Nos lecteurs nous auront sans doute déjà devancé, et leur cœur se sera serré de douleur en reconnaissant, dans cette pauvre famille, la famille autrefois si heureuse de Chauvin !… Chauvin, après s’être vu complètement ruiné, et ne sachant plus que faire, avait enfin pris le parti de venir se réfugier à la ville. Il avait en cela imité l’exemple d’autres cultivateurs qui, chassés de leurs terres par les mauvaises récoltes, et attirés à la ville par l’espoir de gagner leur vie en s’employant aux nombreux travaux qui s’y font depuis quelques années, sont venus s’y abattre en grand nombre, et ont presque doublé la population de nos faubourgs. Chauvin, comme l’on sait, n’avait point de métier qu’il pût exercer avec avantage à la ville, n’étant que simple cultivateur.
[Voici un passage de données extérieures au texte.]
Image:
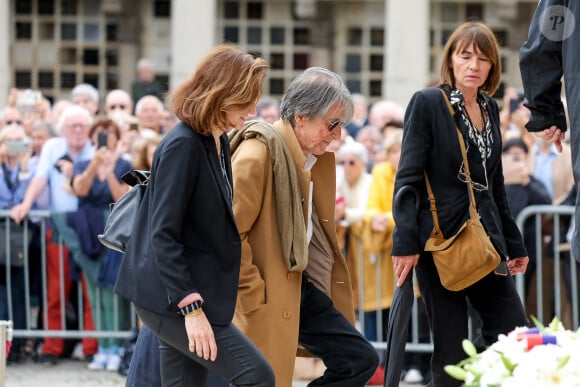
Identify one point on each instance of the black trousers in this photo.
(494, 298)
(238, 360)
(349, 358)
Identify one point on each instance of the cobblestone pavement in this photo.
(71, 373)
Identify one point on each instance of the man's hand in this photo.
(552, 135)
(403, 266)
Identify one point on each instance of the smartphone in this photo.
(64, 157)
(27, 99)
(19, 146)
(102, 139)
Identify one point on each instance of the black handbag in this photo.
(119, 224)
(15, 241)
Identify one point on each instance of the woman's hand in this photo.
(553, 135)
(200, 335)
(518, 265)
(403, 266)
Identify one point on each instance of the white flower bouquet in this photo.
(530, 357)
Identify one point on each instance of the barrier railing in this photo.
(536, 304)
(38, 299)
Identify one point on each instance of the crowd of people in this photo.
(215, 198)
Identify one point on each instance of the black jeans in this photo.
(238, 360)
(349, 358)
(494, 298)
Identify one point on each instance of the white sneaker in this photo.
(413, 376)
(77, 353)
(113, 362)
(99, 362)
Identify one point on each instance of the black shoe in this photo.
(48, 359)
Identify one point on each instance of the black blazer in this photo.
(430, 143)
(185, 237)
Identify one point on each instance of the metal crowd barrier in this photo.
(557, 212)
(32, 329)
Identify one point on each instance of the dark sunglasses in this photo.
(333, 124)
(10, 122)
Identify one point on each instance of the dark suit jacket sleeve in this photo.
(417, 138)
(541, 69)
(176, 170)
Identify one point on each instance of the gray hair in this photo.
(44, 124)
(86, 90)
(312, 93)
(14, 128)
(73, 110)
(354, 148)
(148, 97)
(266, 102)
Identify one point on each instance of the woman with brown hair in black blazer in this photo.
(470, 73)
(182, 263)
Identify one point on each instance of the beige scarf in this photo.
(291, 225)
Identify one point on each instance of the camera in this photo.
(18, 146)
(102, 140)
(64, 157)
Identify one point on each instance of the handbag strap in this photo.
(432, 205)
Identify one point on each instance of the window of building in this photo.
(231, 10)
(46, 31)
(46, 7)
(353, 63)
(376, 62)
(254, 35)
(277, 61)
(255, 10)
(22, 79)
(377, 37)
(162, 8)
(301, 36)
(231, 35)
(69, 7)
(277, 35)
(23, 31)
(23, 7)
(354, 36)
(68, 31)
(46, 79)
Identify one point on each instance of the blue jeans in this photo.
(18, 301)
(238, 360)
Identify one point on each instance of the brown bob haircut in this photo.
(484, 40)
(226, 78)
(106, 123)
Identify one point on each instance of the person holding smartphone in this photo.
(14, 179)
(98, 183)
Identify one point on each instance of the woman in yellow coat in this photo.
(377, 241)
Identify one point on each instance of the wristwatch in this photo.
(187, 309)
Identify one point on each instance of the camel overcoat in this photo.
(268, 305)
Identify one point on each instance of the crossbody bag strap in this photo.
(432, 204)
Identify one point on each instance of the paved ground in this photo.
(71, 373)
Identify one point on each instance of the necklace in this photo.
(482, 117)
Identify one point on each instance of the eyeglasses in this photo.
(16, 122)
(333, 124)
(80, 126)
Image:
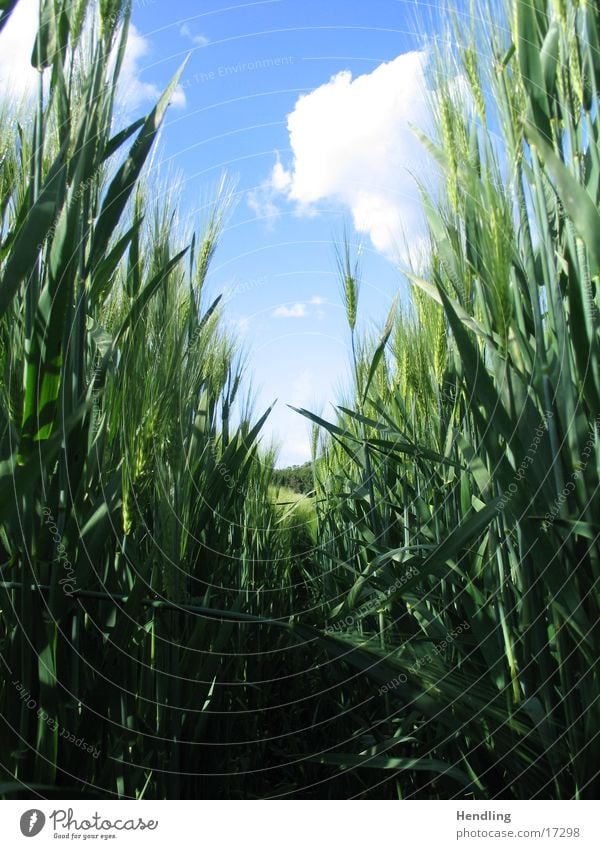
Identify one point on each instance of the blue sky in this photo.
(307, 106)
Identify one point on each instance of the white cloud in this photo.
(295, 311)
(18, 79)
(352, 143)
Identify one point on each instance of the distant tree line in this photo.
(297, 478)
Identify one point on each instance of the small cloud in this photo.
(18, 79)
(281, 180)
(295, 311)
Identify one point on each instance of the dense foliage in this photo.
(167, 628)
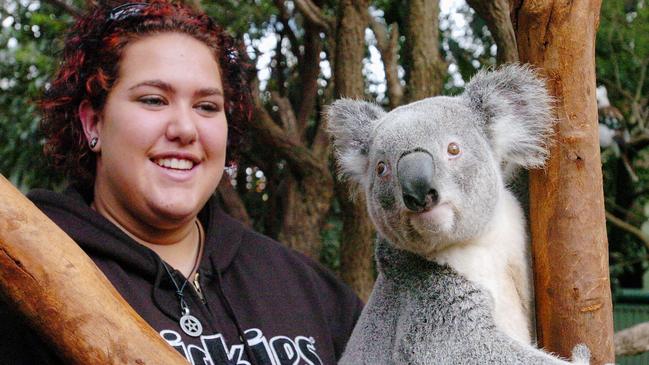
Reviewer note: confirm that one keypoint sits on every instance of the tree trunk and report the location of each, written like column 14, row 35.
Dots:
column 573, row 298
column 358, row 234
column 64, row 296
column 427, row 68
column 310, row 184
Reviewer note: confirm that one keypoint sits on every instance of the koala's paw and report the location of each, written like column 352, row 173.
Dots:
column 581, row 355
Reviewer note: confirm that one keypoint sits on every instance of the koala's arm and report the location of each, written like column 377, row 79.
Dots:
column 373, row 337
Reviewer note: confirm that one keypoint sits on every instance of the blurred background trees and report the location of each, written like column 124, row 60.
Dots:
column 309, row 52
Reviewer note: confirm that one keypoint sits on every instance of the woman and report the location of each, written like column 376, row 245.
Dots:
column 138, row 116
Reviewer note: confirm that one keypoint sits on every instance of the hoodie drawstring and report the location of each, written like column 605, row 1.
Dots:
column 233, row 317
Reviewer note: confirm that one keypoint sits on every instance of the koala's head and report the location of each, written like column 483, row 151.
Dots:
column 432, row 171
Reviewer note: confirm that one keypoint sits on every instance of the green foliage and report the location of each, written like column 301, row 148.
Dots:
column 622, row 56
column 28, row 43
column 31, row 35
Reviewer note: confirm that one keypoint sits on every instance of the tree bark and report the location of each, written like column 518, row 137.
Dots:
column 427, row 68
column 496, row 14
column 64, row 296
column 232, row 203
column 310, row 184
column 389, row 48
column 573, row 298
column 358, row 233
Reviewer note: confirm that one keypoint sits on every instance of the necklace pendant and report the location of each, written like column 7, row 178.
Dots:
column 191, row 325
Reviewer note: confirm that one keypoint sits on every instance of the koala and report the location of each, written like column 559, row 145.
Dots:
column 454, row 280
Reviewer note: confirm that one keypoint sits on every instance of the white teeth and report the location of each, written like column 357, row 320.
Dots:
column 174, row 163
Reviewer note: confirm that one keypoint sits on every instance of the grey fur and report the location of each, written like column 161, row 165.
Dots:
column 423, row 311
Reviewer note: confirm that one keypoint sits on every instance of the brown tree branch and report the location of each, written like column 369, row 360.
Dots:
column 496, row 14
column 427, row 67
column 309, row 73
column 288, row 31
column 232, row 203
column 300, row 158
column 388, row 47
column 66, row 299
column 286, row 115
column 314, row 15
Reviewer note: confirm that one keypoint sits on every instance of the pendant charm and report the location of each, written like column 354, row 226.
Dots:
column 191, row 325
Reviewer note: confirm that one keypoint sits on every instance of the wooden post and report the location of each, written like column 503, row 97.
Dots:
column 573, row 298
column 64, row 296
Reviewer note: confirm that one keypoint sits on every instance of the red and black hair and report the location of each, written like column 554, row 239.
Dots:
column 90, row 67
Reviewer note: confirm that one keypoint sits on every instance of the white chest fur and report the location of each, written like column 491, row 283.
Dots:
column 498, row 261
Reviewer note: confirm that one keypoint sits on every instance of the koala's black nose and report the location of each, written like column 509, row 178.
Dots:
column 416, row 172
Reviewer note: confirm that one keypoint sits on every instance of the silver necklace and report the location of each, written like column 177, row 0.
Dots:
column 188, row 323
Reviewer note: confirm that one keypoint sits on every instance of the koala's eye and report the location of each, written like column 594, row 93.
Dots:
column 382, row 169
column 453, row 149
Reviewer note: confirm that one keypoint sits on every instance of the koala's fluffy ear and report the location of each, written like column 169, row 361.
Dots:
column 516, row 110
column 350, row 122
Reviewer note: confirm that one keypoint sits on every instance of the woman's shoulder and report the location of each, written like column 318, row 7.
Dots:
column 242, row 246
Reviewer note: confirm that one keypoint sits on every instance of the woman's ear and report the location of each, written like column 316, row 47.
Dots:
column 91, row 122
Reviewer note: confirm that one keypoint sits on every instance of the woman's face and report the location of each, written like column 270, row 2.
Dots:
column 162, row 133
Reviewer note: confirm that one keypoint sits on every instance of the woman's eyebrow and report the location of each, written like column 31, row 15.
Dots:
column 154, row 83
column 209, row 91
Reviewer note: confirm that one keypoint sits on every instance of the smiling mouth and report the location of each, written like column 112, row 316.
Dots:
column 175, row 163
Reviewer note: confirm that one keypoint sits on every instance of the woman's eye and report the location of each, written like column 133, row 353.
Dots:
column 382, row 169
column 453, row 149
column 208, row 107
column 152, row 100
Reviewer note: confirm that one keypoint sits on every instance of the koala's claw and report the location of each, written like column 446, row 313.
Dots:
column 581, row 354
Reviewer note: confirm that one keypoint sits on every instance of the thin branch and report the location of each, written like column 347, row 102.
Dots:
column 628, row 227
column 61, row 4
column 286, row 115
column 315, row 15
column 388, row 47
column 300, row 158
column 288, row 31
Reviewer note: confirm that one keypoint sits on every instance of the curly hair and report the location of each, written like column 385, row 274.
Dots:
column 90, row 67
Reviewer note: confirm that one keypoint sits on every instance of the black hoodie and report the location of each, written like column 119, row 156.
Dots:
column 289, row 308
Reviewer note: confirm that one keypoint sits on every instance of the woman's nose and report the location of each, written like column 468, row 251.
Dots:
column 182, row 127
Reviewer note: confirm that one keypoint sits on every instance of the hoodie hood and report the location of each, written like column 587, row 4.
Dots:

Aussi, ne trouvant pas d’emploi, il se vit réduit à la condition de charroyeur d’eau, un des métiers les plus humbles que l’homme puisse exercer sans rougir. Cet emploi, quoique très peu lucratif, et qu’il exerçait depuis près de dix ans, avait cependant empêché cette famille d’éprouver les horreurs de la faim. Au milieu de cette misère la mère et la fille avaient trouvé le moyen, par une rigide économie et quelques ouvrages à l’aiguille, de faire quelques petites épargnes ; mais un nouveau malheur était venu les forcer à s’en dépouiller : le cheval de Chauvin se rompit une jambe. Il fallut de toute nécessité en acheter un autre, qui ne valait guère mieux que le premier, et avec lequel Chauvin continua son travail. Mais ce malheur imprévu avait porté le découragement dans cette famille. Quelques petits objets que la mère et Marguerite avaient toujours conservés religieusement comme souvenirs de famille et d’enfance, furent vendus pour subvenir aux plus pressants besoins. L’hiver sévissait avec rigueur ; le bois, la nourriture étaient chers ; alors des voisins compatissants, dans l’impossibilité de les secourir plus longtemps, leur conseillèrent d’aller se faire inscrire au Bureau des pauvres, pour en obtenir quelque secours. Il en coûtait à l’amour-propre et au cœur de la mère d’aller faire l’aveu public de son indigence. Mais la faim était là, impérieuse ! Refoulant donc dans son cœur la honte que lui causait cette démarche, elle emprunte quelques hardes à sa fille, et se dirige vers le bureau. Elle y entra en tremblant ; elle y reçut quelque modique secours. Mais, sur les observations qu’on lui fit, que le bureau avait été établi principalement pour les pauvres de la ville, et, qu’étant de la campagne, elle aurait dû y rester et ne pas venir en augmenter le nombre, la pauvre femme fut tellement déconcertée du ton dont ces observations lui furent faites, qu’elle sortit, oubliant d’emporter ce qu’on lui avait donné, et reprit le chemin de sa demeure en fondant en larmes.